Could you tell me please how to remove invalid "Client" nodes from XML?

Tagged:

Best Answer

  • Martien van den AkkerMartien van den Akker Posts: 2,756 Bronze Crown
    edited June 2019 Accepted Answer

    Yes that could work, looping over the node and check them one by one. But indeed, with large payloads, many occurrences it would be performance expensive.

    But if you can define a proper set of possible faults, you can do the xslt first, and if that still results in an invalid xml, do a one by one validation of the elements? Then you have at least filtered the most common ones, and only do a throrough check if that fails to result in a valid xml.

    However, if you would need to register which elements are ignored because of invalidity, you should perform the looped-one-by-one validation.


    Regards,
    Martien

Answers

  • Martien van den AkkerMartien van den Akker Posts: 2,756 Bronze Crown
    edited June 2019

    Hi,


    There's no activity that can do that. What you should do is create a transformation that only copies a client element if it applies to a set of conditions that you  define in the if/choose-when tests.

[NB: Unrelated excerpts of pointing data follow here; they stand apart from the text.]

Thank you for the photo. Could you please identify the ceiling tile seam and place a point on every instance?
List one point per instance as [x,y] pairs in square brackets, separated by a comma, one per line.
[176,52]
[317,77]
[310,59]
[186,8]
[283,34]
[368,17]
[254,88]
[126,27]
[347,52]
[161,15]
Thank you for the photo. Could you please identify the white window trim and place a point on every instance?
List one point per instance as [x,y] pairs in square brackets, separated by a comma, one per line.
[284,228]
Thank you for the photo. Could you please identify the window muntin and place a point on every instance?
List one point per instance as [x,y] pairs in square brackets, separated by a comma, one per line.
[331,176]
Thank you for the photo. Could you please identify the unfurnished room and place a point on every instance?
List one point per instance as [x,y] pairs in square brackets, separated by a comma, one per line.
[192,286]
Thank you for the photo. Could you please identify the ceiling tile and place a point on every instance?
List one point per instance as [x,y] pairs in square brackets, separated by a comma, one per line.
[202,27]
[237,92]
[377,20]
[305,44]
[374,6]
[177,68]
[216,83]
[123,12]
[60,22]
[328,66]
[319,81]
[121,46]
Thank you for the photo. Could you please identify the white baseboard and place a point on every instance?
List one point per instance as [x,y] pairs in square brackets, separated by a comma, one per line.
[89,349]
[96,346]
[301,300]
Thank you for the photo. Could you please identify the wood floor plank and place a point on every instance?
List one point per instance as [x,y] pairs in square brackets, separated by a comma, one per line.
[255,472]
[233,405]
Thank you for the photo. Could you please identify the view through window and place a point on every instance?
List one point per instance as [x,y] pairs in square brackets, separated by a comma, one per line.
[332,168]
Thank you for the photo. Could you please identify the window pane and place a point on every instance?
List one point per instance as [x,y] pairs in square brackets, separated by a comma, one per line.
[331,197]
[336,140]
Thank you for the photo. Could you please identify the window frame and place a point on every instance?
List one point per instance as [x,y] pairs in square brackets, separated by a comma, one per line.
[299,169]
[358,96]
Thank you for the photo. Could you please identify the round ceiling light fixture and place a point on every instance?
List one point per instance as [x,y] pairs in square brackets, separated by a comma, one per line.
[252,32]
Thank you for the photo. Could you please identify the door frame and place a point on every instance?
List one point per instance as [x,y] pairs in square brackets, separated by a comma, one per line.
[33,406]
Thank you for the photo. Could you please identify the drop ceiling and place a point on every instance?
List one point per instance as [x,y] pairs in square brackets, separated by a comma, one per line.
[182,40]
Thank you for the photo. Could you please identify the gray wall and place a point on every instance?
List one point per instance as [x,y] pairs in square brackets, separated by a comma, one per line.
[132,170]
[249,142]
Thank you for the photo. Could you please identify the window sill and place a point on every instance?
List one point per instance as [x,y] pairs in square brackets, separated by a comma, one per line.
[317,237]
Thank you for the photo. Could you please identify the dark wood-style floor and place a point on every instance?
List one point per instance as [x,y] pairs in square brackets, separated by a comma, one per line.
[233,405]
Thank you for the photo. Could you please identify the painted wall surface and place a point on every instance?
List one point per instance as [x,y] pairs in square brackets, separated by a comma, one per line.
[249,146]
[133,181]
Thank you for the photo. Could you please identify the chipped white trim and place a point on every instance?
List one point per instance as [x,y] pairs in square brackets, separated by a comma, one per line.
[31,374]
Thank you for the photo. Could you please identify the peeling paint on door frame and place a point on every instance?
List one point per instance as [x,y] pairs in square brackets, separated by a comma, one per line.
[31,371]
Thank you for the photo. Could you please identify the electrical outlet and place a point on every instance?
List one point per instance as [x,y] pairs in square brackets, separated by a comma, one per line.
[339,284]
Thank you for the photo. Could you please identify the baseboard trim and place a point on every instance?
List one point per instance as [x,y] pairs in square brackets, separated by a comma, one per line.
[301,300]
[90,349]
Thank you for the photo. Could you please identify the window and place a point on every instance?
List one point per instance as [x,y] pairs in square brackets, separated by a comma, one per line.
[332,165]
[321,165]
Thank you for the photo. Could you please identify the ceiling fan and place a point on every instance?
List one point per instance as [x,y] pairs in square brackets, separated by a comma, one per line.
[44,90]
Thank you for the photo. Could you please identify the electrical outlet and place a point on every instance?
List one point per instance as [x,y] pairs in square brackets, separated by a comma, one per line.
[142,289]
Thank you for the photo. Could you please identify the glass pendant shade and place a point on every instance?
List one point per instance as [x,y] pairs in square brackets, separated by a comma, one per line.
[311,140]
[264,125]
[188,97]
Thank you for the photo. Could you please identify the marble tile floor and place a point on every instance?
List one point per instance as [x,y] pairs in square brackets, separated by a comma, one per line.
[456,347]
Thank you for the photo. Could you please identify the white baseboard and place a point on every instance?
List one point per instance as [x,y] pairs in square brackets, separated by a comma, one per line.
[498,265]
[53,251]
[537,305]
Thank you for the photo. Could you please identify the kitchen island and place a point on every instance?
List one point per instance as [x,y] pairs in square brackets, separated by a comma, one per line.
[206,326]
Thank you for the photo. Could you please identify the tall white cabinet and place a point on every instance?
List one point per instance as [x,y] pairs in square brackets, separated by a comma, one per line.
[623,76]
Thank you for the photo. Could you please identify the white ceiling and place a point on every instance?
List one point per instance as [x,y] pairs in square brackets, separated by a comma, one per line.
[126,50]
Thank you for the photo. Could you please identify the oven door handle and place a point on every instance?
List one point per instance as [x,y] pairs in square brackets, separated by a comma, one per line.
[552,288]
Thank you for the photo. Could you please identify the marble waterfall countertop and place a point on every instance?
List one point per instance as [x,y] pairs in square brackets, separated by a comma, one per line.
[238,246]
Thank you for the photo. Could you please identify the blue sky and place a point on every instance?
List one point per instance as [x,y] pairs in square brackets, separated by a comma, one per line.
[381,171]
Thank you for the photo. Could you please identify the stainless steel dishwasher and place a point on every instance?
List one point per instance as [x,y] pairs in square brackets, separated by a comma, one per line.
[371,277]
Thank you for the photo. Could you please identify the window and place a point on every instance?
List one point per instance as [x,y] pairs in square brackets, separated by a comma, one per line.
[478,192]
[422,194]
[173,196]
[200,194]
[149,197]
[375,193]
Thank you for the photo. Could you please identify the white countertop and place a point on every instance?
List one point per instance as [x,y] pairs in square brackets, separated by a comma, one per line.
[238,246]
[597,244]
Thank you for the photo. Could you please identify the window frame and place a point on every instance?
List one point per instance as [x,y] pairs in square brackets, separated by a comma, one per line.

    This is also the way to have a semantic validation of an xml.

    Regards,
    Martien

  • Damir DevDamir Dev Posts: 43
    edited June 2019

    Thank you, Martien.

    Yes, its no bad idea, if does not change xsd often. So I try find a more universal idea. For example, in cycle split xml for few saparate xml's with one "Client" node only and then make xsd validation, create new common xml:

    1) if will  be validation success, then add current Client node to xml

    2) if will  be validation fault, then catch it and ignore it

    It is need in more spending time for process when a lot nodes, so it is not a best design.

  • Martien van den AkkerMartien van den Akker Posts: 2,756 Bronze Crown
    edited June 2019 Accepted Answer

    Yes that could work, looping over the node and check them one by one. But indeed, with large payloads, many occurrences it would be performance expensive.

    But if you can define a proper set of possible faults, you can do the xslt first, and if that still results in an invalid xml, do a one by one validation of the elements? Then you have at least filtered the most common ones, and only do a throrough check if that fails to result in a valid xml.

    However, if you would need to register which elements are ignored because of invalidity, you should perform the looped-one-by-one validation.